Je me souviens d’un conte arabe où le personnage principal, Ahmed, veut récupérer sa maison. Si ma mémoire est fidèle, tous les jours il entre dans son ancienne maison pour y planter un clou, sous le nez du nouveau propriétaire. Ce dernier finit par perdre patience et il redonne la maison à Ahmed.

Je ne me rappelle pas si Ahmed avait en vue un gain financier rapide ou si, vaincu par la nostalgie, il était en proie au remords.

L’écrivain italien Luigi Pirandello a pondu une histoire complètement folle à ce sujet, bien qu’il s’agisse d’un terrain et d’un acte de vengeance. S’était-il inspiré d’un fait divers? Peut-être. L’histoire se passe en Sicile.

Un paysan possède un terrain rocheux au sommet d’une colline qui surplombe une belle campagne en vallons avec, au loin, la mer. Un jour, un homme se présente et lui offre de lui acheter une partie de la colline. Étonné, le paysan accepte et vend le terrain pour une bouchée de pain.

Un an plus tard, deux splendides villas surgissent sur la colline : terrasse de marbre, véranda, jardin fleuri.  Jaco est en furie! Il a le sentiment de s’être fait rouler. Sur un coup de tête, il décide de cultiver sa propre partie de la colline. Mais c’est de la roche! Rien ou presque ne pousse. On se moque de lui dans la région.

Pour se venger, à proximité des deux villas, le paysan attache un chien qu’il nourrit à peine. Chaque nuit le chien hurle de faim. Tellement que les locataires des deux villas ne peuvent pas fermer l’oeil. Les plaintes pleuvent sur le propriétaire qui envoie une pétition à la mairie. En vain.

Et le chien de hurler nuit après nuit.

Deux tirs éclatent dans la nuit en direction du chien. Ils proviennent de l’une des deux villas. Fusil à l’épaule, le paysan se plante devant les deux villas et exige de savoir qui avait osé faire feu sur son chien. Toutes les fenêtres restent fermées.

Et le chien de hurler nuit après nuit.

Une guerre éclate dans les deux villas. Les locataires sont à bout de nerf. La moitié d’entre eux exige la mort du chien pour pouvoir enfin dormir, l’autre réplique que le chien n’a pas à payer de sa vie pour la conduite misérable de son maître.
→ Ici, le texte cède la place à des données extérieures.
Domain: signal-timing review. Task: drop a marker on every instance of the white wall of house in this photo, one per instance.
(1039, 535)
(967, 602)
Et le chien de hurler nuit après nuit.

Un jour, voyant le paysan quitter son terrain à la fin de sa journée de travail, une mère accepte que sa fille aille porter de la nourriture au pauvre chien. Fou de joie, le chien saute sur la bouffe. Et la nuit suivante, pas d’aboiement ni de hurlement. Les locataires des deux villas ont enfin pu dormir.
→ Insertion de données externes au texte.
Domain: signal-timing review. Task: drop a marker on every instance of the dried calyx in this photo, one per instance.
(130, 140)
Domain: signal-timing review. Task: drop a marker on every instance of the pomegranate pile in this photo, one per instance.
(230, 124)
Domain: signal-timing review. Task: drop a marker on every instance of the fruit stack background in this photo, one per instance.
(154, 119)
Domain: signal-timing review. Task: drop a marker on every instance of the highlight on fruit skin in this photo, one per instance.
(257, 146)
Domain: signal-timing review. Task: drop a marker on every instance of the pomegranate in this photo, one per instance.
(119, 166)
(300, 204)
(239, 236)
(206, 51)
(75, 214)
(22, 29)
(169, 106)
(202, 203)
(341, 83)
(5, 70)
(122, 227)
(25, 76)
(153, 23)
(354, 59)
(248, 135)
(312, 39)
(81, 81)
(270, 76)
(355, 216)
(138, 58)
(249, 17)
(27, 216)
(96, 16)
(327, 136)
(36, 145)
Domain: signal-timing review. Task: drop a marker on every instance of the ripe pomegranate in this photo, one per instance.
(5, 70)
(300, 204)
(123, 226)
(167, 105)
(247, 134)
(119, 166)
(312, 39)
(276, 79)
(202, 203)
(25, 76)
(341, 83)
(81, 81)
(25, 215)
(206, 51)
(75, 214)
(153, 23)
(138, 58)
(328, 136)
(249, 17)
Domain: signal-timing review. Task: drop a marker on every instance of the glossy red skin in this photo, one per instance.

Le lendemain matin, le paysan ne s’étant toujours pas pointé, la fillette retourne donner à manger au chien, qui semble dormir profondément. Elle s’approche et, au détour d’un rocher, le paysan, affolé,  abat la pauvre fillette d’un coup de fusil. Quant au chien, un locataire lui avait lancé une boulette empoisonnée pendant la nuit.  D’où son sommeil de plomb.

Vous aimez les courtes histoires? Luigi Pirandello, prix Nobel de la littérature,  en a écrit près de 500.  Vous serez servi.

Référence : Pirandello, Nouvelles complètes, Éditions Quarto Gallimard, 2000, 2236 pages.